31 Oct 2023
12:00 -13:30
Times are shown in local time.
Open to: All
Room W4.05 (Cambridge Judge Business School)
Trumpington St
Cambridge
CB2 1AG
United Kingdom
We advance research on legitimacy by theorising a multilevel model of how an individual legitimacy belief – propriety – is affected by an exogenous shock and how 2 collective constructs – validity and consensus – influence this effect. Whereas validity can reflect underlying consensus, the constructs are not the same, given that validity may hide disagreement and thus low consensus. Disentangling validity from consensus allows us to theorise that changes in evaluators’ propriety beliefs are strongest following exogenous shocks characterised by high validity and low consensus, because a shock may reveal that validity was contested. Using a regression discontinuity design based on data from 6,198 evaluators across 16 countries, we examine the effect of the 2008 financial crisis on individuals’ propriety beliefs in free markets. Our results provide empirical support for our theory and thereby shed light on how legitimacy changes in the wake of an exogenous shock.

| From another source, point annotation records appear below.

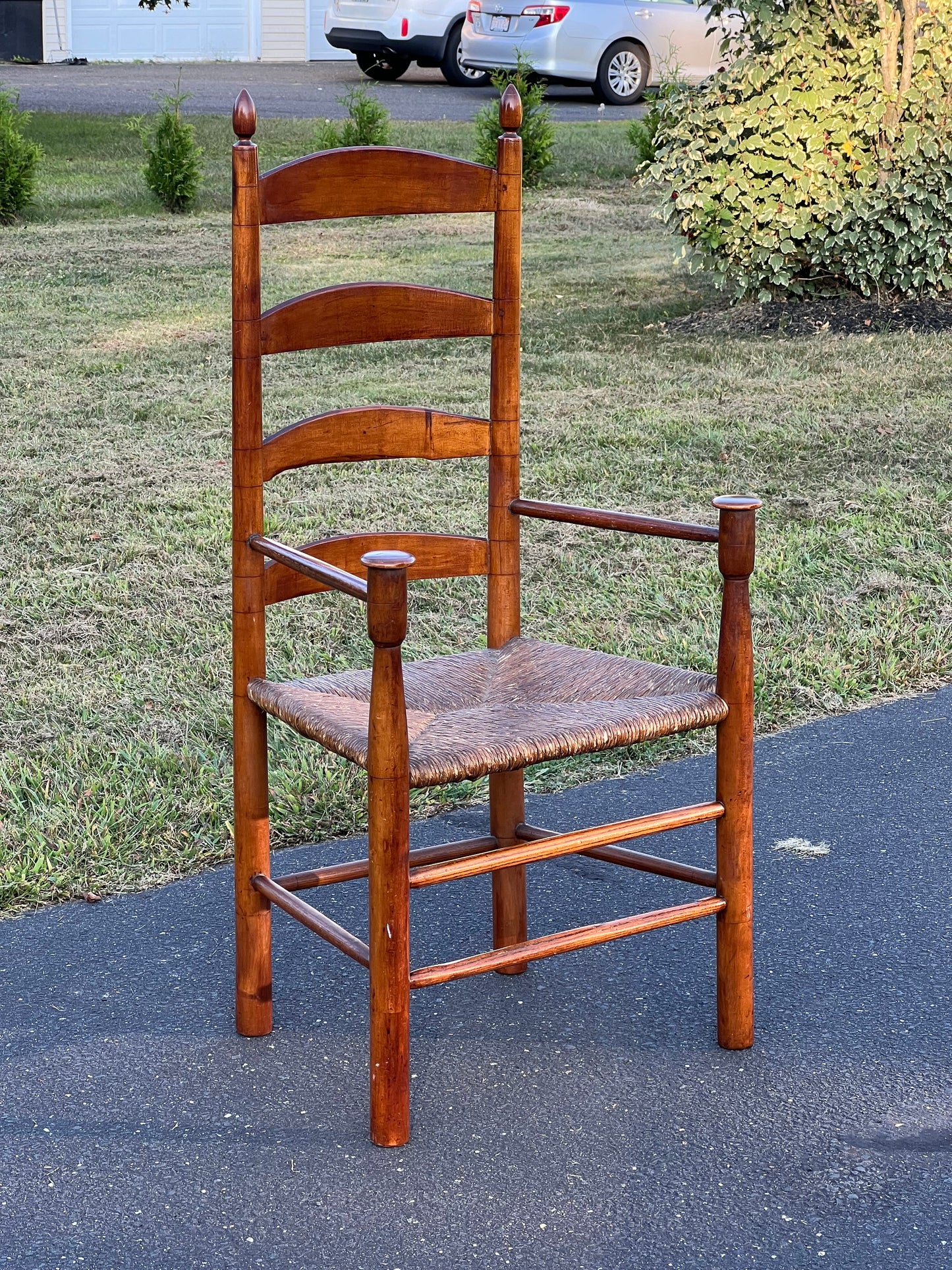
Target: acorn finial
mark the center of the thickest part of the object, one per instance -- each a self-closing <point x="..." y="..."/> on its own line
<point x="511" y="109"/>
<point x="244" y="117"/>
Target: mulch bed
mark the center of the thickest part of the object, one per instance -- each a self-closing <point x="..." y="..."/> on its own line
<point x="841" y="315"/>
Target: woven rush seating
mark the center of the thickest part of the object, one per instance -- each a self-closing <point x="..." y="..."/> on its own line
<point x="501" y="709"/>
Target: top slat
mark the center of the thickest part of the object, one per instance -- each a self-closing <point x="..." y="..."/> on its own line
<point x="374" y="181"/>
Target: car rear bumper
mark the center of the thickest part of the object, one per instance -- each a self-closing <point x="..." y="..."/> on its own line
<point x="363" y="41"/>
<point x="546" y="47"/>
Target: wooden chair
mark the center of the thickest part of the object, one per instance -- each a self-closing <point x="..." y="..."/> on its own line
<point x="490" y="712"/>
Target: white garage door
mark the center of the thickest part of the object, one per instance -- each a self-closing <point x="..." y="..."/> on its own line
<point x="119" y="31"/>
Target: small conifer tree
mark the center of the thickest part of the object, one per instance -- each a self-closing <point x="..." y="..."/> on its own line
<point x="173" y="167"/>
<point x="19" y="159"/>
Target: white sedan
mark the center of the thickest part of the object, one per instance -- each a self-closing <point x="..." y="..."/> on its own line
<point x="619" y="47"/>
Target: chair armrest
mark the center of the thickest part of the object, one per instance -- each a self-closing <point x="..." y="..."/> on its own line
<point x="625" y="521"/>
<point x="327" y="573"/>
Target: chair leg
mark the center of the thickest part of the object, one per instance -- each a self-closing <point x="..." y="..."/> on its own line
<point x="735" y="878"/>
<point x="735" y="779"/>
<point x="390" y="960"/>
<point x="253" y="916"/>
<point x="389" y="830"/>
<point x="507" y="808"/>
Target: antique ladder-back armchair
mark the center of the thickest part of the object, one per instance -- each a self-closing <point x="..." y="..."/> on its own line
<point x="491" y="712"/>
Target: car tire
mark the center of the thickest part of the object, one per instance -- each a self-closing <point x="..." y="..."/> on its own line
<point x="623" y="74"/>
<point x="452" y="69"/>
<point x="382" y="67"/>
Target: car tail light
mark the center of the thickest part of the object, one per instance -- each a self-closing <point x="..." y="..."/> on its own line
<point x="546" y="13"/>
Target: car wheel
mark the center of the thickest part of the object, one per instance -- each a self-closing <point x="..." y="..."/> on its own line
<point x="453" y="70"/>
<point x="382" y="67"/>
<point x="623" y="74"/>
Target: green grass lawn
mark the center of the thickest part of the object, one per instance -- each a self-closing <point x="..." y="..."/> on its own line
<point x="115" y="375"/>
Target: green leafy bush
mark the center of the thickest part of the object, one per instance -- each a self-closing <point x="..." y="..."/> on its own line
<point x="19" y="159"/>
<point x="642" y="132"/>
<point x="367" y="123"/>
<point x="822" y="158"/>
<point x="537" y="127"/>
<point x="173" y="167"/>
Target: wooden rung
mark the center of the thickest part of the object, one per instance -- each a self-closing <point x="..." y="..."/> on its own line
<point x="354" y="869"/>
<point x="564" y="941"/>
<point x="615" y="855"/>
<point x="567" y="844"/>
<point x="328" y="574"/>
<point x="315" y="921"/>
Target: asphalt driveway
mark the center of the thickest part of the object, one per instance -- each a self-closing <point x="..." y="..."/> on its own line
<point x="579" y="1116"/>
<point x="281" y="89"/>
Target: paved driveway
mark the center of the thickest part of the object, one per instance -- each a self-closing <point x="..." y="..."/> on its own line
<point x="283" y="89"/>
<point x="576" y="1118"/>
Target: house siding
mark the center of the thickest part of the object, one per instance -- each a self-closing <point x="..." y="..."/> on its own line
<point x="56" y="41"/>
<point x="283" y="31"/>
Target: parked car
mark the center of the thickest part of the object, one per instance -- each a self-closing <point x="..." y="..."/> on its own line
<point x="620" y="47"/>
<point x="387" y="34"/>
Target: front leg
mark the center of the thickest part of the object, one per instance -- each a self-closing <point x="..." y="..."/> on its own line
<point x="389" y="827"/>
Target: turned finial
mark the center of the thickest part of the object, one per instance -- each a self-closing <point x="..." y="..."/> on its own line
<point x="511" y="109"/>
<point x="244" y="117"/>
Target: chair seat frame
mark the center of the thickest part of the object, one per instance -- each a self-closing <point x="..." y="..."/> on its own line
<point x="360" y="182"/>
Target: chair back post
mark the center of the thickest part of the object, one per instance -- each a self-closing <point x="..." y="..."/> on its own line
<point x="735" y="776"/>
<point x="389" y="850"/>
<point x="503" y="590"/>
<point x="507" y="805"/>
<point x="252" y="846"/>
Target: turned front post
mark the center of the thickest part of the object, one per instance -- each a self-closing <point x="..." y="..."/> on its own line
<point x="735" y="776"/>
<point x="253" y="923"/>
<point x="389" y="828"/>
<point x="505" y="789"/>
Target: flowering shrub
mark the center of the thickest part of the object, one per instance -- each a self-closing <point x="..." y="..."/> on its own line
<point x="822" y="158"/>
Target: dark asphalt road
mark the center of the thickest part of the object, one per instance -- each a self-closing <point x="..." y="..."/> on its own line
<point x="580" y="1116"/>
<point x="279" y="89"/>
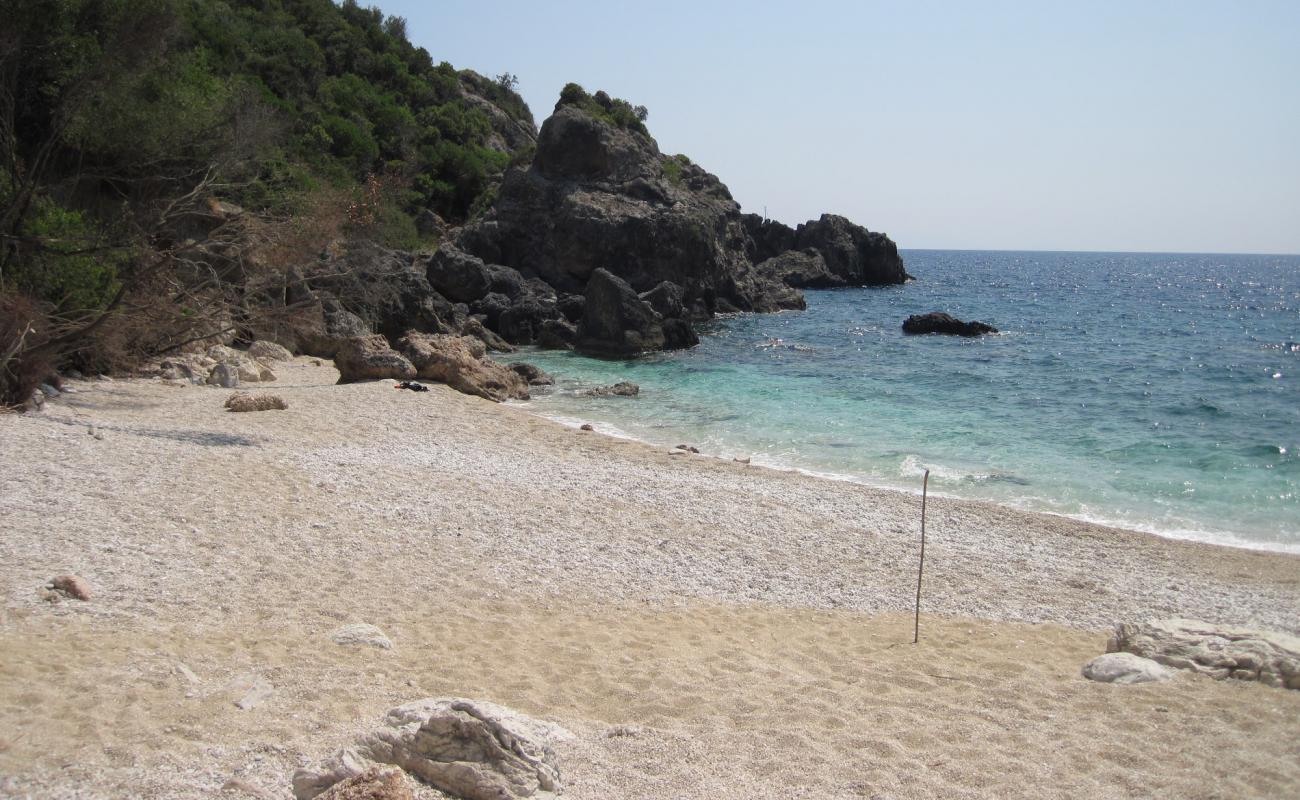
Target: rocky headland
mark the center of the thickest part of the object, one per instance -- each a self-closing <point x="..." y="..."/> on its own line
<point x="601" y="245"/>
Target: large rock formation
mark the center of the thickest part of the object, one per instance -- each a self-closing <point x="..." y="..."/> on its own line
<point x="602" y="245"/>
<point x="467" y="748"/>
<point x="368" y="358"/>
<point x="601" y="197"/>
<point x="937" y="321"/>
<point x="616" y="321"/>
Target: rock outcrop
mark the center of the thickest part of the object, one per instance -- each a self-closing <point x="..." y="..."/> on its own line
<point x="467" y="748"/>
<point x="616" y="321"/>
<point x="536" y="376"/>
<point x="462" y="363"/>
<point x="599" y="195"/>
<point x="1220" y="652"/>
<point x="367" y="358"/>
<point x="937" y="321"/>
<point x="1125" y="669"/>
<point x="601" y="243"/>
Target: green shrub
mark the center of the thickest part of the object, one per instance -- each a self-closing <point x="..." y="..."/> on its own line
<point x="615" y="111"/>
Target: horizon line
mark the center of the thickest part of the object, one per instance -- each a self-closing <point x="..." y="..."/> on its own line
<point x="1099" y="251"/>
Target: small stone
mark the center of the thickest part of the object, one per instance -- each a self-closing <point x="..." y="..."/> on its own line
<point x="187" y="674"/>
<point x="70" y="586"/>
<point x="375" y="783"/>
<point x="362" y="635"/>
<point x="1125" y="669"/>
<point x="256" y="690"/>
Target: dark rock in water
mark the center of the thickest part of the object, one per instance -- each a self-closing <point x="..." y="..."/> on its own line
<point x="852" y="253"/>
<point x="369" y="358"/>
<point x="620" y="389"/>
<point x="533" y="375"/>
<point x="616" y="321"/>
<point x="557" y="334"/>
<point x="937" y="321"/>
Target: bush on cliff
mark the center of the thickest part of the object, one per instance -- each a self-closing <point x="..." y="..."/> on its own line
<point x="615" y="111"/>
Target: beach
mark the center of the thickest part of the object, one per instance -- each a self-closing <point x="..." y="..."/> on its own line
<point x="705" y="628"/>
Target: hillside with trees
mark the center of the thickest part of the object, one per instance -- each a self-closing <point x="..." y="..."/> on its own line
<point x="157" y="155"/>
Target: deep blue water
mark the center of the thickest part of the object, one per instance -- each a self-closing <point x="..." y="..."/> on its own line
<point x="1156" y="392"/>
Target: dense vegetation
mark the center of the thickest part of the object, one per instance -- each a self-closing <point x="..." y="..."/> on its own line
<point x="615" y="111"/>
<point x="125" y="125"/>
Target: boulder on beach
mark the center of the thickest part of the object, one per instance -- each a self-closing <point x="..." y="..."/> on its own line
<point x="1125" y="669"/>
<point x="375" y="783"/>
<point x="70" y="586"/>
<point x="1270" y="657"/>
<point x="937" y="321"/>
<point x="269" y="351"/>
<point x="462" y="363"/>
<point x="365" y="358"/>
<point x="467" y="748"/>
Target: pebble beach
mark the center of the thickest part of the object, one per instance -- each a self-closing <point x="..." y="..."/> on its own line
<point x="705" y="628"/>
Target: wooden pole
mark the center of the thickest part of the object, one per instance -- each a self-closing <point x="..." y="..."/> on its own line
<point x="921" y="570"/>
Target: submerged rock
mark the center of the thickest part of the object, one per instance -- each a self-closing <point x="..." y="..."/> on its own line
<point x="1125" y="669"/>
<point x="620" y="389"/>
<point x="616" y="321"/>
<point x="937" y="321"/>
<point x="533" y="375"/>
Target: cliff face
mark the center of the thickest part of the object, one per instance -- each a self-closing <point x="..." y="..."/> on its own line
<point x="606" y="245"/>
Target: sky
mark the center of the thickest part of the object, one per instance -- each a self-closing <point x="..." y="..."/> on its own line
<point x="1122" y="126"/>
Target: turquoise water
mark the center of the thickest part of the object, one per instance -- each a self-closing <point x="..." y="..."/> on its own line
<point x="1155" y="392"/>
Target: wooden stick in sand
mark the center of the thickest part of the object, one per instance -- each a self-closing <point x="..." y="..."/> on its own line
<point x="924" y="488"/>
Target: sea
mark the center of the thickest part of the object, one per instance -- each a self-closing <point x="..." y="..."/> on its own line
<point x="1153" y="392"/>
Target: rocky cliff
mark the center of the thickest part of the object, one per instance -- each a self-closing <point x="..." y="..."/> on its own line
<point x="607" y="246"/>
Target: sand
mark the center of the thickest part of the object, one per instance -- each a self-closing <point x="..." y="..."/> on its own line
<point x="706" y="628"/>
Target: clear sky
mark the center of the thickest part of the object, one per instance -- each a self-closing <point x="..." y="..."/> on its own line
<point x="1127" y="125"/>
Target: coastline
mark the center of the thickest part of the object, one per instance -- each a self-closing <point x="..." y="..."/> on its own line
<point x="1214" y="537"/>
<point x="748" y="623"/>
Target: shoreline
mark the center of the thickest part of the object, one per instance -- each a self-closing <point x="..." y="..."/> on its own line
<point x="705" y="628"/>
<point x="1220" y="539"/>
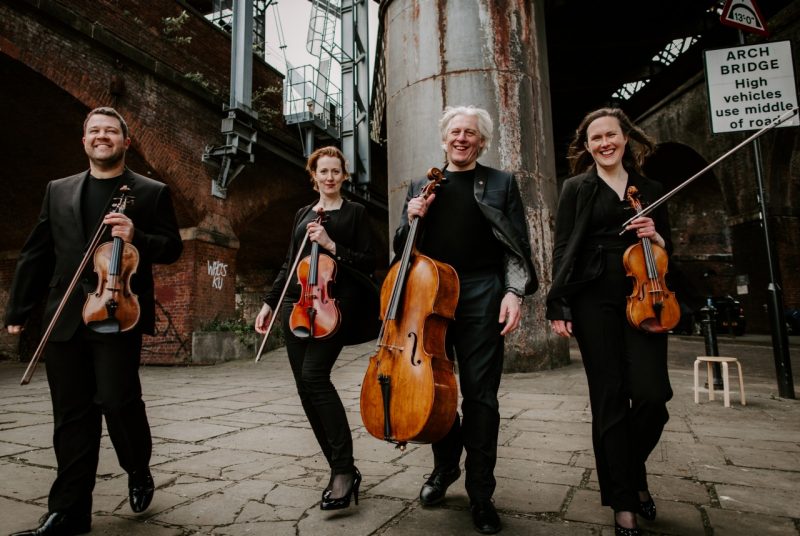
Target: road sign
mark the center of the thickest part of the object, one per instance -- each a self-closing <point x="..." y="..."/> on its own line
<point x="750" y="86"/>
<point x="745" y="15"/>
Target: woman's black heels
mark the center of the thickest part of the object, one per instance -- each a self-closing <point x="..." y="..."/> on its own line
<point x="619" y="530"/>
<point x="331" y="503"/>
<point x="647" y="509"/>
<point x="622" y="531"/>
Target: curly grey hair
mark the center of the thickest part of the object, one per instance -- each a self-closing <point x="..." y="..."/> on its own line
<point x="485" y="124"/>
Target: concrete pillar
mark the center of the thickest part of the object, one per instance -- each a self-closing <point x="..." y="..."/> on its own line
<point x="492" y="54"/>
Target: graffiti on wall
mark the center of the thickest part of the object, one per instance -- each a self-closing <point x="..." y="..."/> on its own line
<point x="217" y="270"/>
<point x="166" y="336"/>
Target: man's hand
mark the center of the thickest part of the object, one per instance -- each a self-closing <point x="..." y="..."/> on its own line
<point x="418" y="207"/>
<point x="510" y="312"/>
<point x="562" y="328"/>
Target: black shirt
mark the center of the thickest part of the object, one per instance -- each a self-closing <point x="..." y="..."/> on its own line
<point x="95" y="203"/>
<point x="455" y="230"/>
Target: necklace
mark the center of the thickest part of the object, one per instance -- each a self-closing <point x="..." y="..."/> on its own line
<point x="331" y="205"/>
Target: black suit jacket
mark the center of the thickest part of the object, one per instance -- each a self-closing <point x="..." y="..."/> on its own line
<point x="55" y="248"/>
<point x="572" y="221"/>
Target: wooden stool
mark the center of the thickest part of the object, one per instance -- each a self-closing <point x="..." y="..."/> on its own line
<point x="709" y="359"/>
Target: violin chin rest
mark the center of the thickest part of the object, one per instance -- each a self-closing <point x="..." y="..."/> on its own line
<point x="301" y="332"/>
<point x="109" y="325"/>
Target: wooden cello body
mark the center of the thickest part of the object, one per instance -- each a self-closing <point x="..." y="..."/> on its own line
<point x="409" y="392"/>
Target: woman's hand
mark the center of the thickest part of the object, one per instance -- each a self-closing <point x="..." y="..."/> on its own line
<point x="263" y="318"/>
<point x="562" y="328"/>
<point x="646" y="228"/>
<point x="318" y="234"/>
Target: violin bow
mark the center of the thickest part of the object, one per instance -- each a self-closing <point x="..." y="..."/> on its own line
<point x="661" y="200"/>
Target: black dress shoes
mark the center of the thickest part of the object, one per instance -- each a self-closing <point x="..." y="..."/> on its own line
<point x="434" y="488"/>
<point x="140" y="490"/>
<point x="59" y="524"/>
<point x="484" y="517"/>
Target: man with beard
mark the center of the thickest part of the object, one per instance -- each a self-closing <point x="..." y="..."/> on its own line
<point x="93" y="374"/>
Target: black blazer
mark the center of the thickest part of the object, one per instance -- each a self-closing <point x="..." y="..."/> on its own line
<point x="572" y="219"/>
<point x="355" y="262"/>
<point x="54" y="250"/>
<point x="498" y="198"/>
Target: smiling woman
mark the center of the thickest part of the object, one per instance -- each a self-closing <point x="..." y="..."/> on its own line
<point x="331" y="228"/>
<point x="626" y="367"/>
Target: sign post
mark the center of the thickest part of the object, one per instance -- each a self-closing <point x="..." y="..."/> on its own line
<point x="745" y="15"/>
<point x="750" y="87"/>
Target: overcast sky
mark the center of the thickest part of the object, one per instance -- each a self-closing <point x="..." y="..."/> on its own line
<point x="294" y="17"/>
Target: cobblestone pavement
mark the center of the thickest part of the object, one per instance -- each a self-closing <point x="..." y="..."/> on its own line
<point x="233" y="455"/>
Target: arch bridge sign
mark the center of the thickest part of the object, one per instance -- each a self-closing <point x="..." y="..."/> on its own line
<point x="750" y="86"/>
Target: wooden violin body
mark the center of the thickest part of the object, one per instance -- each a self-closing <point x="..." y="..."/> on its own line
<point x="113" y="307"/>
<point x="316" y="314"/>
<point x="651" y="306"/>
<point x="409" y="392"/>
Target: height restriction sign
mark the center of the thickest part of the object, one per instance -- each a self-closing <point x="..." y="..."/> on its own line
<point x="750" y="86"/>
<point x="745" y="15"/>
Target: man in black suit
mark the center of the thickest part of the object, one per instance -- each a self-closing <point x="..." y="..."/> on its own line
<point x="94" y="374"/>
<point x="475" y="222"/>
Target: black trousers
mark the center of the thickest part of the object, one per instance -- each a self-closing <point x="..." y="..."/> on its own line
<point x="628" y="385"/>
<point x="312" y="361"/>
<point x="92" y="376"/>
<point x="478" y="347"/>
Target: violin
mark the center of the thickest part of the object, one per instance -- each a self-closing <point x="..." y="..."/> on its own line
<point x="113" y="307"/>
<point x="316" y="314"/>
<point x="409" y="392"/>
<point x="651" y="306"/>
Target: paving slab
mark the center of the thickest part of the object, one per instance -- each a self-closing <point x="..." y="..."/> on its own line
<point x="234" y="455"/>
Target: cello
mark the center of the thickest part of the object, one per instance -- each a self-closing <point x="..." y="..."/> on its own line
<point x="315" y="314"/>
<point x="409" y="392"/>
<point x="651" y="306"/>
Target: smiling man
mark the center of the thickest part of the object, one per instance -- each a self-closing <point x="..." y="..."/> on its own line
<point x="92" y="373"/>
<point x="474" y="222"/>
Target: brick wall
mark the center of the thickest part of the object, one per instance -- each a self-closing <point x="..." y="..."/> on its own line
<point x="81" y="54"/>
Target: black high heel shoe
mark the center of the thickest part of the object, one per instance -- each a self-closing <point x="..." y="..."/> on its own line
<point x="647" y="509"/>
<point x="619" y="530"/>
<point x="338" y="503"/>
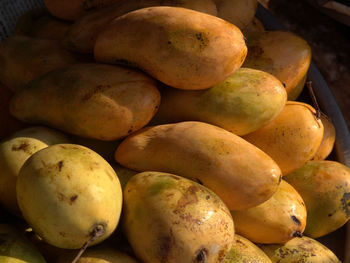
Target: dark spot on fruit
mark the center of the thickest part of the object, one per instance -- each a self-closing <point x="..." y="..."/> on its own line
<point x="296" y="220"/>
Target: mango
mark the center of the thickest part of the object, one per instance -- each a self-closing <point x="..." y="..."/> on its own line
<point x="15" y="248"/>
<point x="171" y="219"/>
<point x="328" y="139"/>
<point x="82" y="36"/>
<point x="277" y="220"/>
<point x="14" y="151"/>
<point x="325" y="188"/>
<point x="242" y="175"/>
<point x="304" y="249"/>
<point x="69" y="195"/>
<point x="282" y="54"/>
<point x="24" y="59"/>
<point x="244" y="251"/>
<point x="243" y="103"/>
<point x="182" y="48"/>
<point x="96" y="101"/>
<point x="292" y="138"/>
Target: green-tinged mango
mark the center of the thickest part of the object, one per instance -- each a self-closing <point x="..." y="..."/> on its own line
<point x="15" y="248"/>
<point x="325" y="189"/>
<point x="282" y="54"/>
<point x="243" y="103"/>
<point x="24" y="59"/>
<point x="244" y="251"/>
<point x="328" y="139"/>
<point x="182" y="48"/>
<point x="14" y="151"/>
<point x="292" y="138"/>
<point x="300" y="250"/>
<point x="277" y="220"/>
<point x="96" y="101"/>
<point x="82" y="36"/>
<point x="167" y="218"/>
<point x="69" y="194"/>
<point x="202" y="152"/>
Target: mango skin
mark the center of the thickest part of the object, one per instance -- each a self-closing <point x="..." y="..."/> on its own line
<point x="73" y="190"/>
<point x="82" y="36"/>
<point x="24" y="59"/>
<point x="171" y="219"/>
<point x="244" y="251"/>
<point x="15" y="248"/>
<point x="282" y="54"/>
<point x="277" y="220"/>
<point x="218" y="159"/>
<point x="14" y="151"/>
<point x="180" y="47"/>
<point x="325" y="188"/>
<point x="292" y="138"/>
<point x="302" y="249"/>
<point x="96" y="101"/>
<point x="243" y="103"/>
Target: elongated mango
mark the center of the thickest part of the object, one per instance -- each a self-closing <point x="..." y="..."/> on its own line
<point x="242" y="175"/>
<point x="277" y="220"/>
<point x="167" y="218"/>
<point x="180" y="47"/>
<point x="292" y="138"/>
<point x="243" y="103"/>
<point x="325" y="188"/>
<point x="90" y="100"/>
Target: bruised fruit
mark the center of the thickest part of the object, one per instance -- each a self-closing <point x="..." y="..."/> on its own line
<point x="277" y="220"/>
<point x="69" y="195"/>
<point x="171" y="219"/>
<point x="325" y="189"/>
<point x="216" y="158"/>
<point x="14" y="151"/>
<point x="292" y="138"/>
<point x="182" y="48"/>
<point x="96" y="101"/>
<point x="243" y="103"/>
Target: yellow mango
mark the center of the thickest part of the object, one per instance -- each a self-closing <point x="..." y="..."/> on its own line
<point x="242" y="175"/>
<point x="328" y="139"/>
<point x="14" y="151"/>
<point x="82" y="36"/>
<point x="182" y="48"/>
<point x="96" y="101"/>
<point x="243" y="103"/>
<point x="74" y="195"/>
<point x="167" y="218"/>
<point x="282" y="54"/>
<point x="24" y="59"/>
<point x="292" y="138"/>
<point x="277" y="220"/>
<point x="244" y="251"/>
<point x="304" y="249"/>
<point x="325" y="188"/>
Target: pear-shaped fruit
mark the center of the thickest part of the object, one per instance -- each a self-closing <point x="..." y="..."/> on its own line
<point x="171" y="219"/>
<point x="69" y="195"/>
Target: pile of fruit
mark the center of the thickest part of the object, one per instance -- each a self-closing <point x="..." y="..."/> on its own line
<point x="169" y="132"/>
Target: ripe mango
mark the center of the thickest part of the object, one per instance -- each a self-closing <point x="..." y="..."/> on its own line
<point x="292" y="138"/>
<point x="325" y="188"/>
<point x="167" y="218"/>
<point x="282" y="54"/>
<point x="243" y="103"/>
<point x="242" y="175"/>
<point x="277" y="220"/>
<point x="182" y="48"/>
<point x="304" y="249"/>
<point x="14" y="151"/>
<point x="96" y="101"/>
<point x="74" y="195"/>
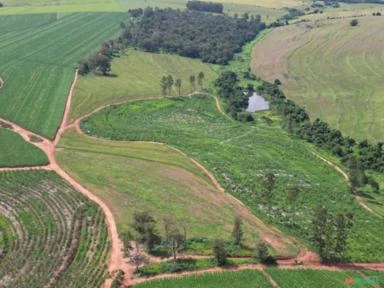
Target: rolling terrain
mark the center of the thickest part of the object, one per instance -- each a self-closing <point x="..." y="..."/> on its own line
<point x="330" y="68"/>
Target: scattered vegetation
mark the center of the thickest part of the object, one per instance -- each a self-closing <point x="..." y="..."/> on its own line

Patrick Haack is Professor of Strategy and Responsible Management in the Department of Strategy, Globalization and Society at HEC Lausanne, University of Lausanne. He also serves as the Director of the HEC Research Center for Grand Challenges. His research interests centre on social evaluations, practice adoption, and the application of experiments and formal models to the study of social and institutional change. A major focus of Professor Haack’s current research relates to the conceptual and empirical exploration of legitimacy, a crucial antecedent of social and institutional change. Professor Haack is an International Research Fellow at the Oxford University Centre for Corporate Reputation and serves as an Associate Editor at the Academy of Management Review.
There will be a light lunch in the seminar room from 11:30.